As Valentine's Day approaches, our thoughts naturally turn to love, relationships, and the fact that the IRS tax filing deadline is only two months away.

OK, not a very romantic thought, but at least it's genuine, which is more than I can say for much of the propaganda surrounding Love. That's "Love" with a capital "L," the way it appears on balloons and cheap greeting cards and the side panels of '68 VW vans.

Don't get me wrong. I'm all in favor of Love. But it's definitely had more than its share of apologists and spin doctors over the years - and I don't just mean guys like Shakespeare and Byron. Modern day pop stars and movie actors are just as apt to go around spouting nonsense, such as:

All you need is love. It was The Beatles, of course, who sang this oft-quoted line - oft-quoted if you count bumper stickers on '86 Volvos. And what did that philosophy get them?

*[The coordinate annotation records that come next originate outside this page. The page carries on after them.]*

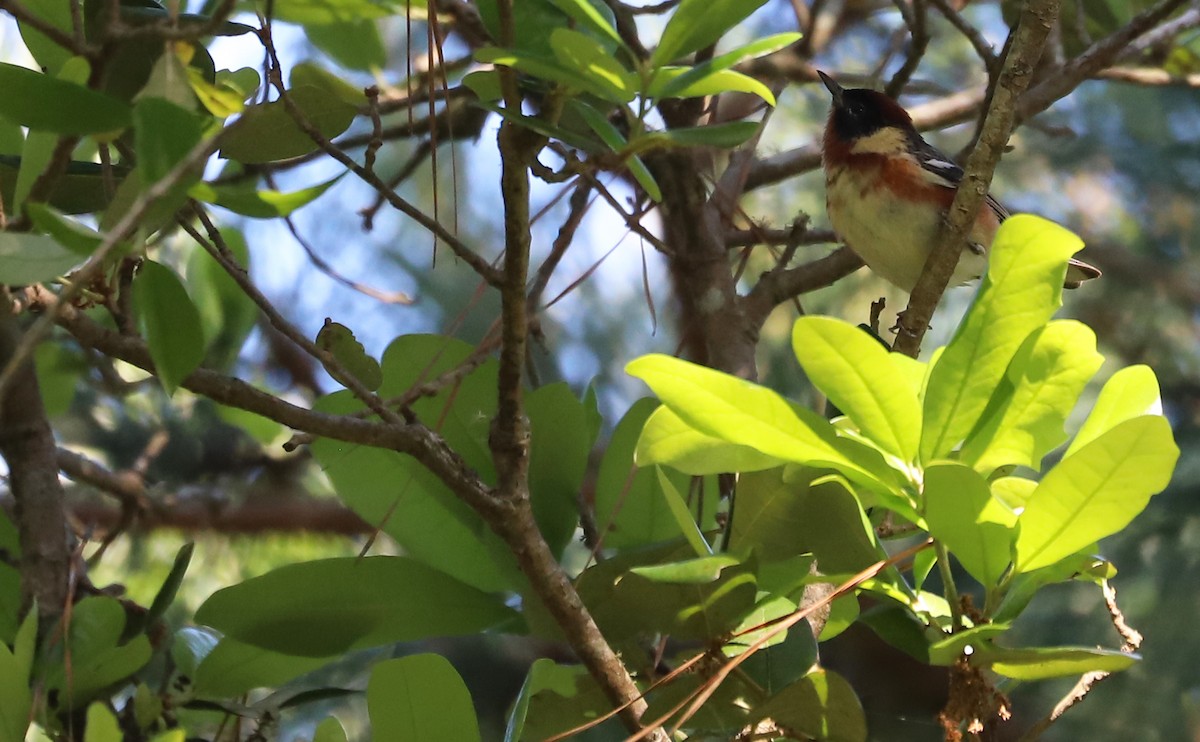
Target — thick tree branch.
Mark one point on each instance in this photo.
(27, 444)
(1027, 43)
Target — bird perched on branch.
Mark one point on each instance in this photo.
(887, 191)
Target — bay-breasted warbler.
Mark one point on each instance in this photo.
(887, 191)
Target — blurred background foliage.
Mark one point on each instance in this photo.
(1116, 162)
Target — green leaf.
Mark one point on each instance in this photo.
(355, 43)
(558, 460)
(583, 54)
(1129, 393)
(16, 698)
(46, 103)
(1019, 294)
(667, 440)
(401, 496)
(97, 658)
(268, 132)
(592, 15)
(232, 669)
(706, 73)
(1029, 664)
(171, 323)
(723, 136)
(856, 372)
(715, 83)
(329, 730)
(699, 23)
(616, 141)
(1048, 375)
(821, 705)
(67, 232)
(33, 258)
(682, 515)
(691, 572)
(48, 54)
(102, 725)
(420, 696)
(259, 204)
(630, 509)
(328, 606)
(783, 516)
(339, 341)
(963, 514)
(1096, 491)
(741, 412)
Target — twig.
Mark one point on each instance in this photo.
(457, 246)
(1029, 40)
(84, 276)
(1090, 63)
(990, 61)
(918, 29)
(1079, 692)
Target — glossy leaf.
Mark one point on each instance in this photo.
(171, 323)
(67, 232)
(721, 136)
(329, 730)
(1019, 294)
(33, 258)
(963, 514)
(735, 410)
(697, 23)
(1129, 393)
(233, 668)
(1030, 664)
(328, 606)
(97, 658)
(1048, 375)
(821, 705)
(352, 358)
(559, 447)
(629, 508)
(420, 696)
(587, 58)
(706, 73)
(1096, 491)
(616, 141)
(667, 440)
(268, 132)
(259, 204)
(684, 520)
(354, 43)
(51, 105)
(856, 372)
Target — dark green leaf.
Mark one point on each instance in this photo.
(171, 323)
(699, 23)
(354, 45)
(33, 258)
(420, 696)
(339, 341)
(47, 103)
(328, 606)
(820, 705)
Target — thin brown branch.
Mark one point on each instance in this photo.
(990, 61)
(918, 31)
(1132, 642)
(1098, 57)
(83, 277)
(1027, 43)
(778, 286)
(477, 263)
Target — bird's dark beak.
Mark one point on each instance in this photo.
(834, 89)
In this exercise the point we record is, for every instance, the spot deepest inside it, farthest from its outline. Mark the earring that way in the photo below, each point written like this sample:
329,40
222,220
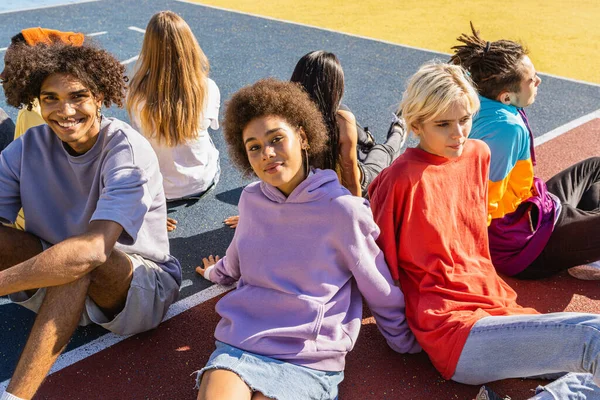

Nothing but failure: failed marriages, failed bands, the song "Imagine."

The truth is - as I'll quickly tell any guy who wants to marry my daughter - you need a lot more than just love. Like, say, a job. And decent health insurance. A car that runs, sans Beatles bumper stickers, might be nice, too.

Love will keep us together. Notwithstanding such moving social anthems as "Muskrat Love," the husband and wife duo of Captain and Tennille did us all a great disservice with this pronouncement.

Love will keep us together? Really? Try telling that to Mrs. Captain's first husband.

As all adult mammals know, muskrat or otherwise, it takes a lot more than love to keep us together. That's why mortgages were invented. And joint checking accounts. And Thanksgiving dinner at the in-laws. And children.

Love means never having to say you're sorry. These immortal words, from Ali McGraw's character in "Love Story," have probably done more damage than any other line in film history, with the possible exception of the Little Mermaid's father telling her it's OK to get married at 16.

The harsh reality is - pay close attention, young people - love means ALWAYS having to say you're sorry. This is especially true if you're a man, in which case you are required to be sorry for just about everything, including being a man.

In conclusion, please don't misconstrue anything I've said to suggest that I'm in any way opposed to love. I'm actually pretty lucky in that regard, having been happily married to the same woman for more than half my life (note to my wife: I'm sorry). In fact, this week, we'll celebrate our 25th Valentine's Day together.

The secret, however, is not that we've bought into the mindless bromides of pop culture. Rather, we've come to understand what's really important: In just two months, we'll celebrate our 25th tax filing deadline together.